Figure 4 : visualizations of BigClam and CPM's results on the twitter graph

On the contrary, we can see that the overlapping community detection algorithms BigClam and cpm don't work at all on our twitter graph. Most of the nodes are not classified (nodes in white, the black nodes belong to several communities). The reason for that is the way these algorithms detect the communities.

The cpm (clique percolation) algorithm tries to find cliques inside the graph (the number of nodes per clique k is a parameter of the algorithm). The issue with this graph is that there are no cliques made of more than two nodes and there are very little possibilities of overlap between the cliques, which makes it very difficult for the algorithm to identify them (even more if k>2). We also tried the kclique algorithm from the networkx library (which is based on the clique percolation method), but with k=2 the algorithm classifies almost all the nodes in one community and with k>2, it gives the same kind of result as cpm. The BigClam algorithm tries to find overlaps between communities initiated with locally minimal neighborhoods, but given the structure of our graph, these initialization communities should have very little overlap.

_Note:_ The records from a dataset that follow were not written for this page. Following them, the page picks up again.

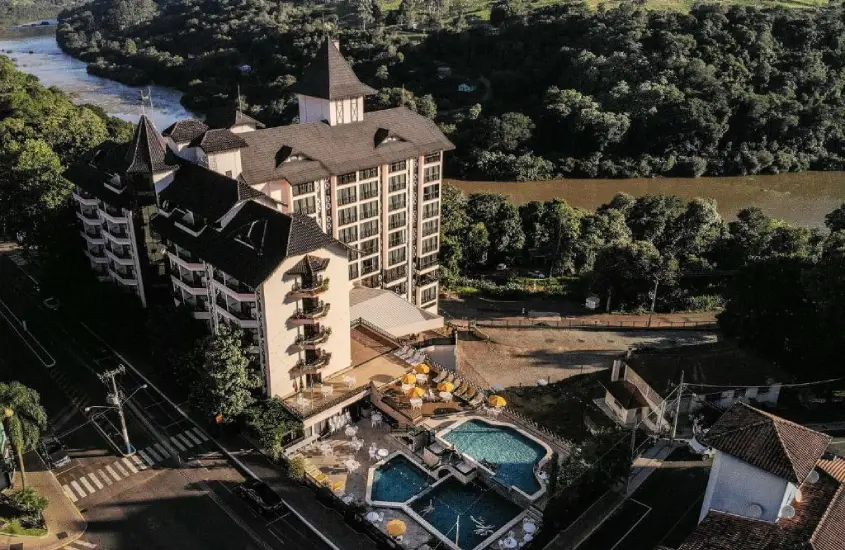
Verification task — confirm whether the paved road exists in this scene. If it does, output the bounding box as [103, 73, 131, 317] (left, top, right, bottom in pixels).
[0, 258, 336, 550]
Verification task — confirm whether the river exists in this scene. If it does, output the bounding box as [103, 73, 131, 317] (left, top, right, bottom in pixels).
[0, 26, 193, 130]
[0, 27, 845, 227]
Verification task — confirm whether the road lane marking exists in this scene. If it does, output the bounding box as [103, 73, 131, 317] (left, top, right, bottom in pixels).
[153, 443, 170, 458]
[62, 485, 78, 502]
[112, 460, 129, 477]
[97, 470, 113, 485]
[182, 430, 202, 445]
[141, 447, 161, 466]
[88, 472, 103, 489]
[170, 435, 188, 451]
[106, 466, 120, 481]
[79, 477, 96, 495]
[121, 457, 138, 474]
[70, 480, 88, 498]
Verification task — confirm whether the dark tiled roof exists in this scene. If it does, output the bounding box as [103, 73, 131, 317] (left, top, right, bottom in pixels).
[152, 200, 339, 287]
[206, 107, 264, 132]
[625, 342, 785, 395]
[293, 40, 376, 99]
[126, 115, 174, 175]
[605, 380, 649, 409]
[285, 254, 329, 275]
[240, 107, 455, 185]
[159, 161, 248, 222]
[190, 128, 247, 154]
[161, 118, 208, 143]
[706, 403, 831, 484]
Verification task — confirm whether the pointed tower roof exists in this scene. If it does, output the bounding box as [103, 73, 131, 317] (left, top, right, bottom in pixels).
[293, 39, 376, 100]
[706, 402, 831, 484]
[126, 115, 176, 175]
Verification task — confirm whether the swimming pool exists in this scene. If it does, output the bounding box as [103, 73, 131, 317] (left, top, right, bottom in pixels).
[441, 419, 546, 495]
[410, 477, 522, 549]
[370, 454, 431, 502]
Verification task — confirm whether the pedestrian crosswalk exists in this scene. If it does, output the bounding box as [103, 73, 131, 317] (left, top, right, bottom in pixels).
[60, 428, 208, 506]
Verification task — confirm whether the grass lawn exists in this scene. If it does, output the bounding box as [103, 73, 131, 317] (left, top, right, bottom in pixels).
[0, 518, 47, 537]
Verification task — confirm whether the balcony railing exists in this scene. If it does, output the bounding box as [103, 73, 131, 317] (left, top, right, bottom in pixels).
[288, 277, 329, 297]
[294, 352, 332, 371]
[294, 327, 332, 349]
[290, 302, 331, 322]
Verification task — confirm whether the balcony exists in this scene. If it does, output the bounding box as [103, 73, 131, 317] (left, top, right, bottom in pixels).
[288, 277, 329, 299]
[109, 267, 138, 286]
[290, 302, 331, 325]
[167, 250, 205, 271]
[73, 187, 100, 206]
[214, 276, 257, 302]
[100, 206, 129, 223]
[293, 352, 332, 374]
[170, 275, 208, 296]
[293, 327, 332, 349]
[79, 229, 105, 245]
[214, 297, 258, 328]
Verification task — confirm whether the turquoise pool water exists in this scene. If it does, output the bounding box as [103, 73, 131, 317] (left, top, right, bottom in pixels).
[370, 455, 431, 502]
[443, 420, 546, 495]
[411, 477, 522, 549]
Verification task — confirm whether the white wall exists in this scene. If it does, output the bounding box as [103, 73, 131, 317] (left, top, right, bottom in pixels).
[698, 451, 795, 522]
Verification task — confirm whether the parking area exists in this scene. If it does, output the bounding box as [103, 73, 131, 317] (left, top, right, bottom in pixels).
[578, 449, 711, 550]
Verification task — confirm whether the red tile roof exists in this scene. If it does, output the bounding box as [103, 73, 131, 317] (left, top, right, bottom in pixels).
[706, 402, 831, 484]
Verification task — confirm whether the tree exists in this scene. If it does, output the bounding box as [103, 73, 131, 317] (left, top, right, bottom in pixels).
[0, 382, 47, 487]
[190, 324, 261, 422]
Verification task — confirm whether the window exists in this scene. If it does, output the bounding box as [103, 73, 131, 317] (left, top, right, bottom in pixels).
[387, 212, 408, 229]
[338, 229, 358, 243]
[361, 220, 378, 239]
[293, 197, 317, 214]
[387, 247, 406, 265]
[423, 201, 440, 219]
[290, 181, 314, 197]
[421, 235, 439, 254]
[423, 220, 440, 237]
[388, 229, 405, 248]
[359, 239, 378, 256]
[337, 186, 358, 205]
[423, 183, 440, 201]
[425, 151, 440, 164]
[388, 174, 408, 193]
[358, 166, 378, 180]
[360, 201, 378, 220]
[337, 206, 358, 225]
[420, 285, 437, 304]
[361, 256, 378, 275]
[425, 164, 440, 183]
[387, 194, 407, 212]
[360, 181, 378, 200]
[337, 172, 358, 185]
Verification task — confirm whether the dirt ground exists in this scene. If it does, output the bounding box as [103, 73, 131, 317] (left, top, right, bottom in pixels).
[458, 327, 717, 387]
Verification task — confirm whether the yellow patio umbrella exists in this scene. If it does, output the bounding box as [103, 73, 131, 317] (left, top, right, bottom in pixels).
[487, 395, 508, 409]
[387, 519, 408, 537]
[408, 386, 425, 397]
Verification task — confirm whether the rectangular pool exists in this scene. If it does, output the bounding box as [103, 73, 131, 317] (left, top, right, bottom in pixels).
[410, 477, 522, 550]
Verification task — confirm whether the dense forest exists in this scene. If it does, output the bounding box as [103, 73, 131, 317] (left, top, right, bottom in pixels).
[59, 0, 845, 181]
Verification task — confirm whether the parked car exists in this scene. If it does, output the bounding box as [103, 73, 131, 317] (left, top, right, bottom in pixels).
[39, 436, 70, 470]
[235, 479, 283, 514]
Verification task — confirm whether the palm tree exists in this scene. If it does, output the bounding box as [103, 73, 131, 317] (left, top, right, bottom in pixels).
[0, 382, 47, 487]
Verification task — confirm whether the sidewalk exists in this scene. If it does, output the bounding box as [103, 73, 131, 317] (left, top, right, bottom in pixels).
[0, 452, 88, 550]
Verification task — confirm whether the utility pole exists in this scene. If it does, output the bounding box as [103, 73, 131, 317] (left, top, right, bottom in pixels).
[672, 371, 684, 443]
[97, 365, 135, 456]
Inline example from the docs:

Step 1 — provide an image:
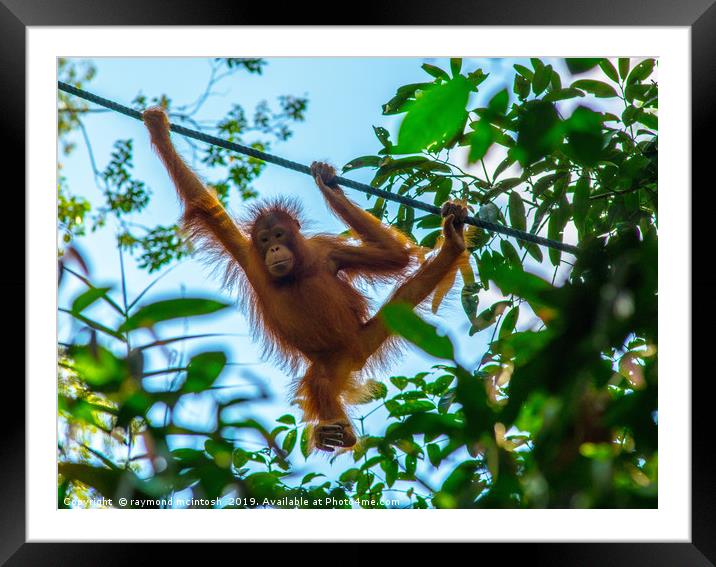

The twitter graph is a good example of a structure that is not suited for these overlapping community detection algorithms. A solution to that would be to change the way we select our twitter data to get a more appropriate structure. For example, we could consider studying the replies or the mentions between users. Let's take a subgraph of our DBLP test graph, where the structure is very different from the twitter graph, and observe the result of the cpm algorithm:

Figure 5 : Result of community detection using snap's CPM algorithm on a subgraph of the DBLP graph (the nodes in black belong to several communities).

This result shows that the clique percolation method works way better on a wheel structure, where overlaps are more likely and more easily identifiable. However, infomap still had a better performance overall in the sense of the F-Score on this graph. Infomap and fastgreedy also seem to work pretty well on the twitter graph so we could just use those instead of overlapping algorithms.

Visualizing the results:

Once you have applied your community detection algorithm on your graph and you are satisfied with the result, it can be very interesting to build an interactive visualization. It helps materialize your community detection and get a global point of view on your communities and their members. The igraph library has a plot function for this task but the visualization is not interactive. However, there are differents javascript libraries that offer very interesting interactive templates. D3.js has a force-layout graph template where you can play with the nodes and move them around, but Vis.js has a very complete template for community detection visualization that we tried with our twitter graph. All we had to do was adapt our data to the template (it takes json or js files) and use boostrap.js to add descriptions for the communities. The visualization is available on the kernix github here , and the original template here. Here are several screenshots :

Figure 6 : Screenshots of the interactive twitter visualization

Conclusion:

To conclude this post, community detection in complex networks is still a very challenging field. Many algorithms have been created to efficiently identify communities inside large networks, infomap being recognized as the most reliable. However, correctly evaluating the performance of these algorithms is still an issue, especially in the case of overlapping communities. The only way we can appreciate the quality of an algorithm is to test it on a graph with a built-in community structure, or where we know the ground-truth communities, and even then, there isn't any implemented measure for overlapping communities. Maybe completing community detection on large graphs with semantical analysis could be a way to have a little more control on the results.

We still saw with the example of the twitter graph that some algorithms yield pretty good results on small graphs (given that we use the best suited algorithms for the graph's structure), and in this case the graph is small enough to build a nice visualization of our result and get an idea of the quality of the partition.